Uma dessas melhorias dizia respeito a criação de uma instituição de ensino artístico no Brasil que se mostrasse em pé de igualdade com suas congêneres europeias e americanas. Acreditamos que um dos modos encontrados por Rodolpho Barnardelli para afirmar a modernidade da Escola Nacional de Belas Artes foi através da presença maciça de obras de professores e alunos da instituição na Exposição de Chicago de 1893 [Figura 1].

Se as Exposições Gerais de Belas Artes, realizadas no Brasil desde os tempos da Academia Imperial, eram voltadas prioritariamente para o público interno e tinham como propósito mostrar e incrementar o desenvolvimento da arte brasileira, assim como aprimorar a “educação technica do publico amador”[4], a participação do Brasil na Exposição Universal Colombiana de Chicago, em 1893, por sua vez, tinha o objetivo de apresentar os avanços ocorridos com a implantação do novo regime político, inclusive na área de belas artes.

É fundamental compreendermos que a Exposição de Chicago era de extrema importância para o recente governo republicano brasileiro e foi a relevância a ela atribuída que justificou que os preparativos para a participação do Brasil na mostra tivessem início em 1892, um ano antes da sua inauguração.

A Exposição de Chicago havia sido pensada para celebrar o quatrocentésimo aniversário da descoberta da América por Cristóvão Colombo.

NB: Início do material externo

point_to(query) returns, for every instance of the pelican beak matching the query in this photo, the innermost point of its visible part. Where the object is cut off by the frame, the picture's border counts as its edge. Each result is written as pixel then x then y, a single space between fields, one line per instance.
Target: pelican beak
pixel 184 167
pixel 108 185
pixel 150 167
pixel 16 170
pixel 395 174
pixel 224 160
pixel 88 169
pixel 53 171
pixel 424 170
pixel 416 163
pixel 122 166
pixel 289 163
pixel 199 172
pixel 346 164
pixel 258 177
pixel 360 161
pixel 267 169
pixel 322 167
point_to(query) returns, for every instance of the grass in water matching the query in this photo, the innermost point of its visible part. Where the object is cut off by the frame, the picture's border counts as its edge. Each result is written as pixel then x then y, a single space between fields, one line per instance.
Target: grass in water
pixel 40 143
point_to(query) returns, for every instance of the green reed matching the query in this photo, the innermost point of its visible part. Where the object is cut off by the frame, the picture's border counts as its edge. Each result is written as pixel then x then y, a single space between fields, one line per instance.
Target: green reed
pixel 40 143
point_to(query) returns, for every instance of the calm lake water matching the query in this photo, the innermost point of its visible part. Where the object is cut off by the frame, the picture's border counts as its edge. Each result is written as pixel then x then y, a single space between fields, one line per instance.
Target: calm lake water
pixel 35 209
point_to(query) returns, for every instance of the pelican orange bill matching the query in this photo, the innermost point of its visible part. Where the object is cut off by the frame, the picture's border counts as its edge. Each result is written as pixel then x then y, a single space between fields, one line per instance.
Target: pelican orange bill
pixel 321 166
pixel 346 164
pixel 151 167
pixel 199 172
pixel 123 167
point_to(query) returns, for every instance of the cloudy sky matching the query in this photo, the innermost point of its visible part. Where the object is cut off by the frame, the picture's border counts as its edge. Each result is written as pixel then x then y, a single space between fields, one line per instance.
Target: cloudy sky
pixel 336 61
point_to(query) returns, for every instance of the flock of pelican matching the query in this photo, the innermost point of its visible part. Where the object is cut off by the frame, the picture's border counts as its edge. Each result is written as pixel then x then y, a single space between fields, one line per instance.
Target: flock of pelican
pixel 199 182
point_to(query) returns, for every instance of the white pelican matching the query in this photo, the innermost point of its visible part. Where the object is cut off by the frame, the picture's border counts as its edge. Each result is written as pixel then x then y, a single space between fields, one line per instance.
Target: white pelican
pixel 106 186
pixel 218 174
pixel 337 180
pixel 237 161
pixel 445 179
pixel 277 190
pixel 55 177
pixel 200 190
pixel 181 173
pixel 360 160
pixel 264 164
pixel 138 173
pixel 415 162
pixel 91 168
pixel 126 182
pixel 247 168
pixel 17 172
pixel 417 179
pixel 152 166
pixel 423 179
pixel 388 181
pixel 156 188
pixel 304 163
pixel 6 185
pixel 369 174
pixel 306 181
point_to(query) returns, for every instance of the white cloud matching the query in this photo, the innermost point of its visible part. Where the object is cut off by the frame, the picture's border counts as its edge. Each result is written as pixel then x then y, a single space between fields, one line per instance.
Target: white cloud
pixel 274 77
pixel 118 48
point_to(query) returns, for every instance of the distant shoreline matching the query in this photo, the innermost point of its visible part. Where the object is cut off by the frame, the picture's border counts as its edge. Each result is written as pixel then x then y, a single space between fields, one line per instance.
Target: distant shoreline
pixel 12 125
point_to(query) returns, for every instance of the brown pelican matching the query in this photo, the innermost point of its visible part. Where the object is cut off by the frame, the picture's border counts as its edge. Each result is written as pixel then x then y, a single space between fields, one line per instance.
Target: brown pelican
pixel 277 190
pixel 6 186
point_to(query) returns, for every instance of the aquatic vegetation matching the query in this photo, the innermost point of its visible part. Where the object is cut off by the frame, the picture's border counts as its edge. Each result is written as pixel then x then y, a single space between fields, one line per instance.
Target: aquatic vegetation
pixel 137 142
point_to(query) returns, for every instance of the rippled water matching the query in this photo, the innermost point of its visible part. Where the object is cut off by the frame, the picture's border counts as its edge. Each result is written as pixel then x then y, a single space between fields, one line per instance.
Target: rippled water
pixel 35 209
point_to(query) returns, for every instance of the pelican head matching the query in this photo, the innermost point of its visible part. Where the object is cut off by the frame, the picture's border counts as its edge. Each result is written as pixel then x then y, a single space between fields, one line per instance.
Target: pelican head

Tão logo o Congresso Nacional americano decretou o empreendimento, por ato de 25 de abril de 1890, foram feitos convites a várias nações para que tomassem parte nas solenidades festivas que teriam início ainda em 1892. Naqueles anos finais do século XIX, o Brasil tinha ótimas relações com os Estados Unidos, e a comissão brasileira esteve presente em todas as diferentes celebrações e solenidades que antecederam a inauguração da mostra universal.[5]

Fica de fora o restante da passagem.